My UC is entirely diet related.

A doctor friend and I think we have - as amateurs, mind: his specialty is very far from GI, but he reads and shares with me every UC paper that's published; I have no medical training, but am a motivated auto-didact on this subject - identified three or maybe four etiologies which are lumped together as "UC". The best gastro doc I've seen kinda shrugged, and said (roughly) "probably so, but they all respond to the same drugs in the same ways, so there's not much motivation to draw distinctions".

I'm not quite sure what to think about that answer. I do think it's good for patients to identify their own triggers.

2 comments

There's definitely a lot of autoimmune type diseases that have mental and/or physical components.

Your endocrine system, sympathetic nervous system and central nervous system are all wired up together so of course changes/disfunctions in one can cause symptoms in another.

And there's lots of pathogens that cause "flu-like" symptoms, so it makes sense there could be multiple things that cause "UC-like" symptoms.

As mentioned in another comment my step moms UC is likely stress related. My crohns doesnt seem to be; but sport helps me a ton. Something thats interesting is that even with MC and also PSC there are multiple "forms" of it.

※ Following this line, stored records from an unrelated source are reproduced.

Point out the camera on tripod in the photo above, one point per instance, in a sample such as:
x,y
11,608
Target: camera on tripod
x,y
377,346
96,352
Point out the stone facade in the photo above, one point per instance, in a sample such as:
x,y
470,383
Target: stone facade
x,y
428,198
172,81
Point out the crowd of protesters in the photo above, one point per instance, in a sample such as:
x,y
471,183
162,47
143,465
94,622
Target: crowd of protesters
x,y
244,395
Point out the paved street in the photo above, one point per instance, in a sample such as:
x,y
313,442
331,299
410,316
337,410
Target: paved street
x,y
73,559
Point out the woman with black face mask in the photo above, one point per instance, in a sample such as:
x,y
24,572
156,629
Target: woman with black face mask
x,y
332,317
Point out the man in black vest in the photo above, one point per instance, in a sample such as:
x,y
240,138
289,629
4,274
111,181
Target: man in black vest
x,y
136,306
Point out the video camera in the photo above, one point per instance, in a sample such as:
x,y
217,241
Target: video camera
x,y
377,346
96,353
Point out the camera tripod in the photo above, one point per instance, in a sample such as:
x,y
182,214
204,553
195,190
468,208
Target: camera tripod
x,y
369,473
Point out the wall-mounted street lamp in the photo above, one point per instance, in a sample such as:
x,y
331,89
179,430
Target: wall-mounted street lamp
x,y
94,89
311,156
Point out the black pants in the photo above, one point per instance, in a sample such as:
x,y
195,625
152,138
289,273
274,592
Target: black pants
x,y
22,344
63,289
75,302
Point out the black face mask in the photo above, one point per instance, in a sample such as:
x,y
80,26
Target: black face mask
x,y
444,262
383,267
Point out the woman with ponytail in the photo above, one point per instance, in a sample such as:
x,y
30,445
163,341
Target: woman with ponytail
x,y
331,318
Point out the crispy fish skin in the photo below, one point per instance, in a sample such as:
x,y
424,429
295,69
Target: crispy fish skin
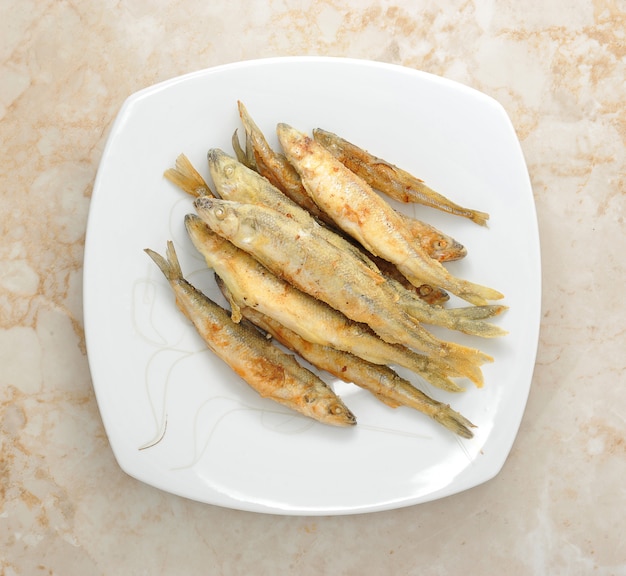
x,y
320,269
390,179
381,381
279,171
268,370
363,214
250,285
234,181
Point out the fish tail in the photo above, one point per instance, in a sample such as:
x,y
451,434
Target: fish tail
x,y
477,312
479,217
187,178
170,266
453,421
477,294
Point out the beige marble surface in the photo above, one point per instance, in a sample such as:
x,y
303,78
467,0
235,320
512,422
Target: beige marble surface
x,y
558,505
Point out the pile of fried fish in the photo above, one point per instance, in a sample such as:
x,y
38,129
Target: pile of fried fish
x,y
309,253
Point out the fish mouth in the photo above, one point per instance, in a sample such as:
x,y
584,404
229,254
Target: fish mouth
x,y
203,203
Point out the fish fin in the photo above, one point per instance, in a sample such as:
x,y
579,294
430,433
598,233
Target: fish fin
x,y
187,178
170,266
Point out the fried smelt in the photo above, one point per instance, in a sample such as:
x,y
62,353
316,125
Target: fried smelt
x,y
320,269
279,171
381,381
390,179
186,177
267,369
362,213
252,285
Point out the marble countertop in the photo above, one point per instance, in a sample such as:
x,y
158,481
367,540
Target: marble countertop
x,y
557,506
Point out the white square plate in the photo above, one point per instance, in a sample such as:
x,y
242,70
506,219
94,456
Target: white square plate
x,y
176,417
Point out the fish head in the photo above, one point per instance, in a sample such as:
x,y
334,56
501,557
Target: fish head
x,y
226,172
334,412
446,249
294,142
220,215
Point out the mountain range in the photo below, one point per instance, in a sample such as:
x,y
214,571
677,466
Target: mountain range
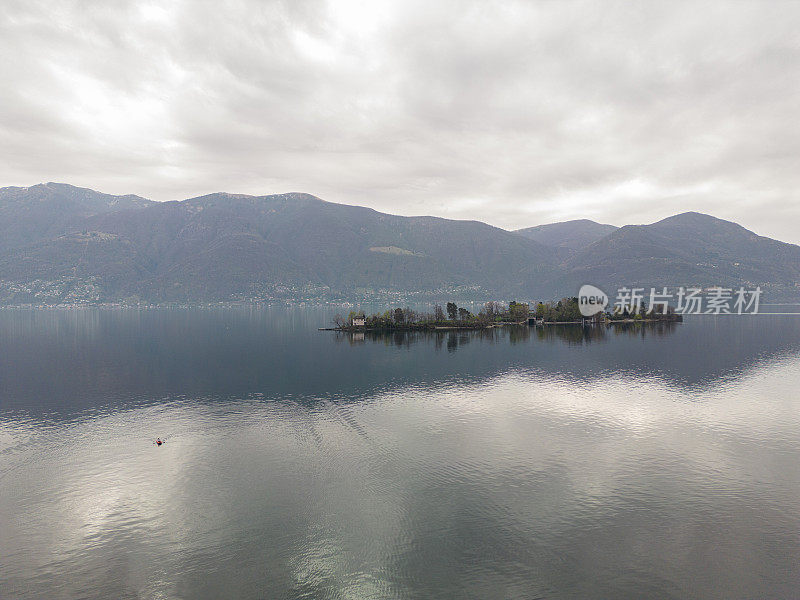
x,y
65,244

My doc says my crohns is inflaming the whole end part of my colon somewhat consistently; my small intestines are fine. Many other patients of hers have inflammations at specific parts that are more severe, and also sometiumes the small intestines are affected.

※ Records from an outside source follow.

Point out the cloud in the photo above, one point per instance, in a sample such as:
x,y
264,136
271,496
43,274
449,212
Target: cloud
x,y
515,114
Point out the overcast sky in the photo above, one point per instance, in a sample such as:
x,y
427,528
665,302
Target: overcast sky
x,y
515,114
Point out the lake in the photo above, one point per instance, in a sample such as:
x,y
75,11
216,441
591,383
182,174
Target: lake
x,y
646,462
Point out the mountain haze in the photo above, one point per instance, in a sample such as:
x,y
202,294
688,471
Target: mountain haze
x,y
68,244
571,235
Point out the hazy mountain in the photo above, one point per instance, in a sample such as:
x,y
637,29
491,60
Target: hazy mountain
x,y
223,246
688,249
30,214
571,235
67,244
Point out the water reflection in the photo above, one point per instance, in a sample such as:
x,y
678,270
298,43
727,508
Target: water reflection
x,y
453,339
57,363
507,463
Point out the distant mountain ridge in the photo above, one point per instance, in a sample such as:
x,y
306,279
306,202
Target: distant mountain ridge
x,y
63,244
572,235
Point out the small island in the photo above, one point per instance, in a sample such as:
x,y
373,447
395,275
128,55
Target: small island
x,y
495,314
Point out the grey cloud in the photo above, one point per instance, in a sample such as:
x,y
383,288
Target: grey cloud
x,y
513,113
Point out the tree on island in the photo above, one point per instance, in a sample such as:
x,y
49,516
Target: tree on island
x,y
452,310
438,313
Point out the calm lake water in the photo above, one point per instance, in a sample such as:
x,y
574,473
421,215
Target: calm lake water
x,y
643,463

And then my PSC seems to (so far) only affect my small ducts; which doesnt mean it cant get more severe but so far is "less damaging" then "normal" PSC. No one seems to really know if these are the same disease, related or entirely different. Its kinda crazy tbh

Practicing yoga seems to help my UC. Aerobic exercise and weight training don't (although are obviously good in and of themselves). You can call it "woo", if you like, but I believe there's something to integrative practice that aligns the endocrine and sympathetic / para-sympathetic nervous systems. It at least seems to damp down my particular inflammation reactions in ways that other kinds of exercise do not.

Oh, also nicotine. I don't like being addicted to my vape pen, but a steady dose of nicotine gives me a much wider margin for error with my diet. Curiously, this connection was pointed out by my first, and best, gastro doctor: the two groups who present UC much less frequently than others are smokers and Ashkenazi jews. He told me that (prefaced by "I'm a doctor, so I can't really recommend this, but...) some of his patients found cigars helpful, and are fairly low-risk, as smoking goes. I used cigars for years to kill sub-clinical flares, before getting tired of the smell, and the time-commitment and hassle, and worried about the blood-pressure spikes they induce. Vaping is superior in every way, and I have made the cost-benefit wager that whatever (fairly low, so far as we can tell) health risk that comes with vaping is less than the risk and consequence of colon cancer from less-controlled UC.

That is, by the way, one of the big clues to varying etiologies: some people's UC is exacerbated, not helped, by nicotine. (My understanding is that Crohn's is always exacerbated.) My doctor friend and I believe we understand the mechanism behind why it works for my particular case.